- Leaders: Ahmed Abdillahi Omar Abdulqaadir "Komando" Mohamed Hayle
- Dates active: December 2007 – February 2009
- Active regions: Southern Somalia
- Ideology: Islamism
- Size: Several hundred
- Wars: Somali Civil War
- Website: jabiso.net

= Jabhatul Islamiya =

Islamist insurgent group in Somalia in 2007–2009

Jabhatul Islamiya (JABISO) also known as the Somali Islamic Front (SIF) was an Islamist insurgent group in Somalia. The group participated in the insurgency following the Ethiopian invasion of Somalia in 2006 that toppled the Islamic Courts Union government. The organization aimed to resist the Ethiopian military occupation and form an Islamic government in Somalia.

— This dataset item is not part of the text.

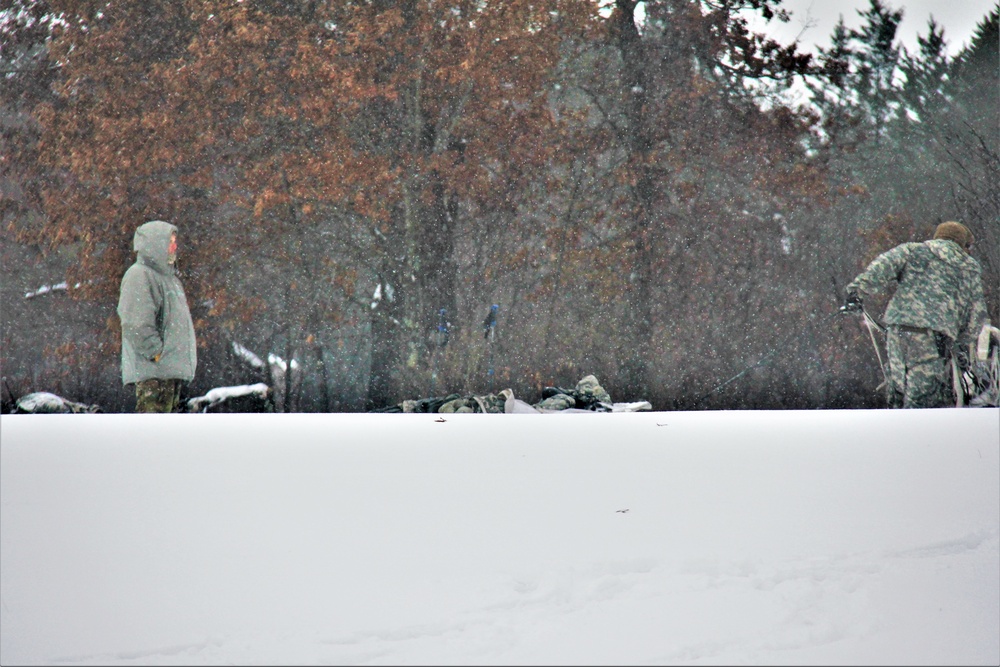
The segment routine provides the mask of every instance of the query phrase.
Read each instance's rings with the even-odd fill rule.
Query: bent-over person
[[[968,346],[988,321],[982,268],[969,255],[974,240],[965,225],[941,223],[933,239],[882,253],[847,286],[849,312],[861,310],[864,294],[895,284],[884,317],[890,407],[955,405],[952,350]]]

Jabhatul Islamiya first went public in December 2007, and was alleged to be the armed wing of Jama'at al-I'tisam, an offshoot of Al-Itihaad Al-Islamiya. The chairman of the organization was Ahmed Abdillahi Omar, while the chief military commander was Abdulqaadir "Kommandos", a former Somali National Army officer, businessman and Islamist activist. In a public statement issued in 2008, Jabhatal Islamiya declared that it had been formed in response to the full-scale Ethiopian/American invasion that had toppled the ICU and called on all resistance organizations to unite.

The group reportedly had several hundred fighters under its command. Chairman Ahmed Abdillahi Omar declared that the movement collaborated with all resistance forces opposing Ethiopian forces; but ideological differences between JABISO and Al-Shabaab reportedly prevented meaningful cooperation between the two. JABISO was closely linked to United Western Somalia Liberation Front (UWSLF) which operated in the Somali Region of Ethiopia (Ogaden). During the last days of the Ethiopian military occupation in January 2009, Jabhatul Islamiya was still engaging in battles with the TFG.

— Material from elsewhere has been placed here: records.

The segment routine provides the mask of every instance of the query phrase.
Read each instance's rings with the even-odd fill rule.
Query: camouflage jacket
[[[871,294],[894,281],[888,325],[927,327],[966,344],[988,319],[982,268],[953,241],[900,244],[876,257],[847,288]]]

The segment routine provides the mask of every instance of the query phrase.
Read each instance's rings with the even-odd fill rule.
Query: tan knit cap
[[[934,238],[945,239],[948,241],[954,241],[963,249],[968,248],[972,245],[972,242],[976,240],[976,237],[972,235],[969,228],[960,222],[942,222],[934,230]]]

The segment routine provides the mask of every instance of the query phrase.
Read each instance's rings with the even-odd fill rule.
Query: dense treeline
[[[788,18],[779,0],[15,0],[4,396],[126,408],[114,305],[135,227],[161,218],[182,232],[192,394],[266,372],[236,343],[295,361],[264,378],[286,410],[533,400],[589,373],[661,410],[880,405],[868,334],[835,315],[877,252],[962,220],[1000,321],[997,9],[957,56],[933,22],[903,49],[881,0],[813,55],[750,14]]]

In February 2009 the group merged with the Asmara-based wing of the Alliance for the Re-liberation of Somalia, led by Sheikh Hassan Dahir Aweys, the Ras Kamboni Brigade, led by Sheikh Hassan Abdullah Hersi al-Turki and a smaller group Mu'askar Anole to form Hizbul Islam which became the second most powerful insurgent group (after al-Shabaab) in Somalia, which continued fighting the TFG and AMISOM peacekeepers after Ethiopian withdrawal.